WASHINGTON, DC — U.S. Secretary of State Antony Blinken on June 29 said hard work remains to be done to reach an agreement between Armenia and Azerbaijan after the conclusion of three days of talks in Washington between the two Caucasus countries’ foreign ministers. Armenian Foreign Minister Ararat Mirzoyan and counterpart Ceyhun Bayramov were meeting in an attempt to settle decades-long disputes and to seek a permanent solution to Nagorno-Karabakh conflict. Blinken cited agreement on some matters but didn’t provide details. The ministers didn’t comment.
“I think there is also a clear understanding on everyone’s part that the closer you get to reaching agreement, in some cases the harder it gets by definition,” added Blinken.

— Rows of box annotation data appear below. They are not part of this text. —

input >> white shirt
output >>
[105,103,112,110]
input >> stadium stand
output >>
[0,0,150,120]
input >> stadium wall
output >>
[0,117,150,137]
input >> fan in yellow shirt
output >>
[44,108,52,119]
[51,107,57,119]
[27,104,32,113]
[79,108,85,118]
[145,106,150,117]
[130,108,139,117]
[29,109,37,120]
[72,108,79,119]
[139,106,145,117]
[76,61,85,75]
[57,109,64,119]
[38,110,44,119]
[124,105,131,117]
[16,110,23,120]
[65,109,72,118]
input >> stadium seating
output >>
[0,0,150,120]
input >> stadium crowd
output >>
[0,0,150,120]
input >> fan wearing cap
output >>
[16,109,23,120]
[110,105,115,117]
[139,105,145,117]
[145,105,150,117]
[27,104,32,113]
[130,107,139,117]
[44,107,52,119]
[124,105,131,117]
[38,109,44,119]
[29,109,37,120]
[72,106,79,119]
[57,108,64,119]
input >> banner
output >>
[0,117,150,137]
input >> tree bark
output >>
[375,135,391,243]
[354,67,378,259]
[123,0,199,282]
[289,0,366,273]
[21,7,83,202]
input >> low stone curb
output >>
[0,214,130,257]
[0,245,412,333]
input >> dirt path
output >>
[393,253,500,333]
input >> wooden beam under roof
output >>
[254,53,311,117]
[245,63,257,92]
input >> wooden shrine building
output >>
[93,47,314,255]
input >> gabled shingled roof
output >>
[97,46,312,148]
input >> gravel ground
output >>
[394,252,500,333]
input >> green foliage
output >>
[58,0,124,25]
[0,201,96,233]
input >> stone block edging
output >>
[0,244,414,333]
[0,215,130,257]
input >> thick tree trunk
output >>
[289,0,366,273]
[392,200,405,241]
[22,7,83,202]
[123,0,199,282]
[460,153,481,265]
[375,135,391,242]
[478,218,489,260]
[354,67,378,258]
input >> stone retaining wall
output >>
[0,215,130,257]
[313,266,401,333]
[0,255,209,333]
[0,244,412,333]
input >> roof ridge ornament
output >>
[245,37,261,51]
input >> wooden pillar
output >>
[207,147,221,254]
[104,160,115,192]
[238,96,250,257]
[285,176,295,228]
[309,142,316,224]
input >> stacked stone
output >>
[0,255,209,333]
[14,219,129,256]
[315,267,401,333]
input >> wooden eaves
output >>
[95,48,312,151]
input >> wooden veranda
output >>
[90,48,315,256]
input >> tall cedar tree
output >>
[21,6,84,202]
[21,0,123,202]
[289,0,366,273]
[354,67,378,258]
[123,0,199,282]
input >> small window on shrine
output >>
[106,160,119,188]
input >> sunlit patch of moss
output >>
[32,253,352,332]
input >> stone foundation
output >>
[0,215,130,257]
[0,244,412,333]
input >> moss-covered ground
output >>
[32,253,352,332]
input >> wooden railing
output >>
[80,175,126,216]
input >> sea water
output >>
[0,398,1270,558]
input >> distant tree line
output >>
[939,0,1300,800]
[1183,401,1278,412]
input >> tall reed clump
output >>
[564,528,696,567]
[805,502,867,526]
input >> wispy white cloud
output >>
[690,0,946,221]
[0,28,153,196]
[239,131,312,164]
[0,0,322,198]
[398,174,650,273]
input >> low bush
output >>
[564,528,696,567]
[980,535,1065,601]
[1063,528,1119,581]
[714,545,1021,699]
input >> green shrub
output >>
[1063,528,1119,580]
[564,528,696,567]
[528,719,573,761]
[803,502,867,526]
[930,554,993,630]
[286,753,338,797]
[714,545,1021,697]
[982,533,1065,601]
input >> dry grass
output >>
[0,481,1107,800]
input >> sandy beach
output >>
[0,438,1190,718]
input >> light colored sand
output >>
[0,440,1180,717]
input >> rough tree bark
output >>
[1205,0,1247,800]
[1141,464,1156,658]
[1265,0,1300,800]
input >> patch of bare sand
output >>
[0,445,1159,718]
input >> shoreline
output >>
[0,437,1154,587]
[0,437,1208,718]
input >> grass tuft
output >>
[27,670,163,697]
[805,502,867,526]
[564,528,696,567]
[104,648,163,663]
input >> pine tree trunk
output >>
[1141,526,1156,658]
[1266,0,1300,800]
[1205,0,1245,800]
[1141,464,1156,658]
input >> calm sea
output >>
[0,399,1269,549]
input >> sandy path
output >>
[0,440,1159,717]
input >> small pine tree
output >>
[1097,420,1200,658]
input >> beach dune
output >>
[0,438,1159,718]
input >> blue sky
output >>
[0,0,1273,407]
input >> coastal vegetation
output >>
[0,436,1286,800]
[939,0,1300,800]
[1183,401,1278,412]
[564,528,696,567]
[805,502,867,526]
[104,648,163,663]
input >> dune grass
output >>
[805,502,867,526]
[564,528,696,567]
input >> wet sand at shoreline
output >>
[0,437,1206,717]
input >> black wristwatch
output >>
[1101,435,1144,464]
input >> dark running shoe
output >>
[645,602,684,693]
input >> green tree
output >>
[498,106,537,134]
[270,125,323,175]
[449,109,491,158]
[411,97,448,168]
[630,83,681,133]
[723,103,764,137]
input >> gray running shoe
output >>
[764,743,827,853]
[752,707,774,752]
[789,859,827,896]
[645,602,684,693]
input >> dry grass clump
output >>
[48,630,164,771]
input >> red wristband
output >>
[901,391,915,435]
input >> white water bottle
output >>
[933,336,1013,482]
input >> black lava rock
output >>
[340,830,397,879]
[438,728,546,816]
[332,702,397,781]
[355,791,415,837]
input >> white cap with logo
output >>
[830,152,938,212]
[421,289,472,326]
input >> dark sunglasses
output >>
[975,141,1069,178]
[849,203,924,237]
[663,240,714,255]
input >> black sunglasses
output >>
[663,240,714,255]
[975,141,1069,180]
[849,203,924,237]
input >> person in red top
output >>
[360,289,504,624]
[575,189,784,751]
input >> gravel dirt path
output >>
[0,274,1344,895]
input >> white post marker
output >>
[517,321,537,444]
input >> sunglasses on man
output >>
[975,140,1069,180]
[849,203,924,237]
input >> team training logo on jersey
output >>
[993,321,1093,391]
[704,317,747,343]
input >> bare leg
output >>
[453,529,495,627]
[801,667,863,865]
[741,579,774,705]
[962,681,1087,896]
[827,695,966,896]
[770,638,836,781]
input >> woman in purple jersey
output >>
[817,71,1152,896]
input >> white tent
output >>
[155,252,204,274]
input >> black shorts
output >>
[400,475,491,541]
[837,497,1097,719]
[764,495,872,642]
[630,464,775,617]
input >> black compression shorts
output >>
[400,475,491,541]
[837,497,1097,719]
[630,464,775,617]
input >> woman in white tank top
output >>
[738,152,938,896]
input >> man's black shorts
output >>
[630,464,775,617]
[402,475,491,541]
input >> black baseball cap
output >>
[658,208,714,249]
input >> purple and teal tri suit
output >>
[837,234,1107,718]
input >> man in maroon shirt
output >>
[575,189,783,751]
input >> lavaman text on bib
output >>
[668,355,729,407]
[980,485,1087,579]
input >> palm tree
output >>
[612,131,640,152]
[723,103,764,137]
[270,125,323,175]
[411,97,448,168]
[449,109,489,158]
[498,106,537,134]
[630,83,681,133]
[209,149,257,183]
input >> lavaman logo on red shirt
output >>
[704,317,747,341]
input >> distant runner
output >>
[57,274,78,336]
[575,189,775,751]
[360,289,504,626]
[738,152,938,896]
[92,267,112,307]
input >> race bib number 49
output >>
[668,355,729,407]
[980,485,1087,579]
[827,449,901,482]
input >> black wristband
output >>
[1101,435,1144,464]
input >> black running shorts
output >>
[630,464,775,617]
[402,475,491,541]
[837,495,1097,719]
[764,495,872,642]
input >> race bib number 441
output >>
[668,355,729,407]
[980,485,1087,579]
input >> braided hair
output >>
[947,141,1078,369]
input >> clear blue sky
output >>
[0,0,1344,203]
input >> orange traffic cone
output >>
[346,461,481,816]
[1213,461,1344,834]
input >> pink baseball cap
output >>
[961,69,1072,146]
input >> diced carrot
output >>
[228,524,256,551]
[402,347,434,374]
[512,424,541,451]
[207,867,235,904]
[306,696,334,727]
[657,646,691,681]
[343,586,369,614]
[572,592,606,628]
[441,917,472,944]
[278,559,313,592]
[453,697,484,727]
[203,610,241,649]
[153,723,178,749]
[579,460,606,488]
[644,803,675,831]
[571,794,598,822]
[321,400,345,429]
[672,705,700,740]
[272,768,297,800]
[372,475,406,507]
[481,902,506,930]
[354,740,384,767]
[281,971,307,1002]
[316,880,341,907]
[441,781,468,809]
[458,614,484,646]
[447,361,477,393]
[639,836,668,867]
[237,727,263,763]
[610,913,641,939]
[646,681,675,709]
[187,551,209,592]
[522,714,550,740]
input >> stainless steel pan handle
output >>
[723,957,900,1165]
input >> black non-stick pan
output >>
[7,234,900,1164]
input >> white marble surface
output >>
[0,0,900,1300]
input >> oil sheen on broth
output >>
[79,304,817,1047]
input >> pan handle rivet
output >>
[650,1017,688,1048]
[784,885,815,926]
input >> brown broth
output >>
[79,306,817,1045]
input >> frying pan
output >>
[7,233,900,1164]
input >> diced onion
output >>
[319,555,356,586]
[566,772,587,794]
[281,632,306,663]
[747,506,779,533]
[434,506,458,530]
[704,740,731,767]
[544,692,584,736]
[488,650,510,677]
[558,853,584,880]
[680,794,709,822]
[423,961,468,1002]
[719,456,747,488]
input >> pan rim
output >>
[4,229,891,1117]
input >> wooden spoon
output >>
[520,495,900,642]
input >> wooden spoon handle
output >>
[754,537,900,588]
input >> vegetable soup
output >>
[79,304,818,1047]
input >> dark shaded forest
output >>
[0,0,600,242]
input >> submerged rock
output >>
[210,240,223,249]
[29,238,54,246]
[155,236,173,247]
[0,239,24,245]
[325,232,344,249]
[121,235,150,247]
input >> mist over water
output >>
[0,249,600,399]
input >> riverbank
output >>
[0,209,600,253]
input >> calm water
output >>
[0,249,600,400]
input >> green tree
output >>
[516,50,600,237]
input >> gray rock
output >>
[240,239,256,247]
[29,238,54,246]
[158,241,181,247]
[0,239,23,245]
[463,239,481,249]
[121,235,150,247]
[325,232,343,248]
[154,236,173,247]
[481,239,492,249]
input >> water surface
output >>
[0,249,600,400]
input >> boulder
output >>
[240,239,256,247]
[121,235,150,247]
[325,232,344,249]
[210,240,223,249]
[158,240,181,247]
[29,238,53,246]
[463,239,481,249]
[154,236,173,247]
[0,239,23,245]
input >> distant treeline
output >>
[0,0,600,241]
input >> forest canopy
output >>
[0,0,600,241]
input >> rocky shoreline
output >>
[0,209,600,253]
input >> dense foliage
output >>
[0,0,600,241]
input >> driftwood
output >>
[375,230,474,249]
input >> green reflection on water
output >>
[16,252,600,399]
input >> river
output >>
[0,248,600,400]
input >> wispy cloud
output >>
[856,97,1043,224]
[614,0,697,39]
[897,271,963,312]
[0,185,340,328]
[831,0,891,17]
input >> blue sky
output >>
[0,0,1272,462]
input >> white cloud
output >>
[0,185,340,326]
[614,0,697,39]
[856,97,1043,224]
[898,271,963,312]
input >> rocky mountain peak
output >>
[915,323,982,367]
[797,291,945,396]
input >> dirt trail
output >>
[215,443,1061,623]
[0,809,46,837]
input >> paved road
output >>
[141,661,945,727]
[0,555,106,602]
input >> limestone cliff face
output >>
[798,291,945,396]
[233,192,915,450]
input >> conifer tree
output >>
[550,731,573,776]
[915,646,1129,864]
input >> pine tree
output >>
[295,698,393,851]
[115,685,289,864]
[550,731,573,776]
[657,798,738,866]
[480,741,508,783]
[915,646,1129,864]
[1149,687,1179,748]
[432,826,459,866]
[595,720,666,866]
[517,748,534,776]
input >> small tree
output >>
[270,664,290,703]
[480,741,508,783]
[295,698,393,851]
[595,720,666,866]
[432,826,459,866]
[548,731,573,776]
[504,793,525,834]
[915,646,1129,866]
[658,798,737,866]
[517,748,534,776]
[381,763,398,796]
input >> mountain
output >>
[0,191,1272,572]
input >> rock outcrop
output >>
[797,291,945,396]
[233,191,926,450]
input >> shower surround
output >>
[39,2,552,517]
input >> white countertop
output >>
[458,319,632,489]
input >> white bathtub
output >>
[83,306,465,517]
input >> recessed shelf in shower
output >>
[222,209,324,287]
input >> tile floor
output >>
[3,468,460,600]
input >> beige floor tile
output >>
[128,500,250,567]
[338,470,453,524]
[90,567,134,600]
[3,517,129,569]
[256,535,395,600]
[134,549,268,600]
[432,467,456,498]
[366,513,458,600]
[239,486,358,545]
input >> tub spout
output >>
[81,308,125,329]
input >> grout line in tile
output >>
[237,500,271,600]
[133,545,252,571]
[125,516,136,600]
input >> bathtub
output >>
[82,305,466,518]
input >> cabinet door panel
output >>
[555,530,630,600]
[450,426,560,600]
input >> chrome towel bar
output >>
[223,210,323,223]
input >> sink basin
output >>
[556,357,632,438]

The Armenian Foreign Ministry said on Friday that Armenia and Azerbaijan continue to disagree on practical modalities of delimiting their border and organizing a dialogue between Baku and Nagorno-Karabakh’s leadership, .
The Foreign Ministry said they agreed on more articles of an Armenian-Azerbaijani peace treaty but did not iron out their differences on “some key issues.”
The ministry spokeswoman, Ani Badalyan, told RFE/RL’s Armenian Service that those issues include the border delimitation, troop disengagement and how to “properly address the rights and security of the Nagorno-Karabakh people under an international mechanism.”
Also, the Armenian side wants to use 1975 Soviet maps as a basis for delimiting the long border. Baku has opposed the idea so far.
Tigran Grigoryan, a Yerevan-based political analyst, said the parties’ failure to eliminate any of these sticking points means that they did not achieve a breakthrough during the three-day talks. The signing of the peace treaty is therefore still not on the cards, he told RFE/RL’s Armenian Service.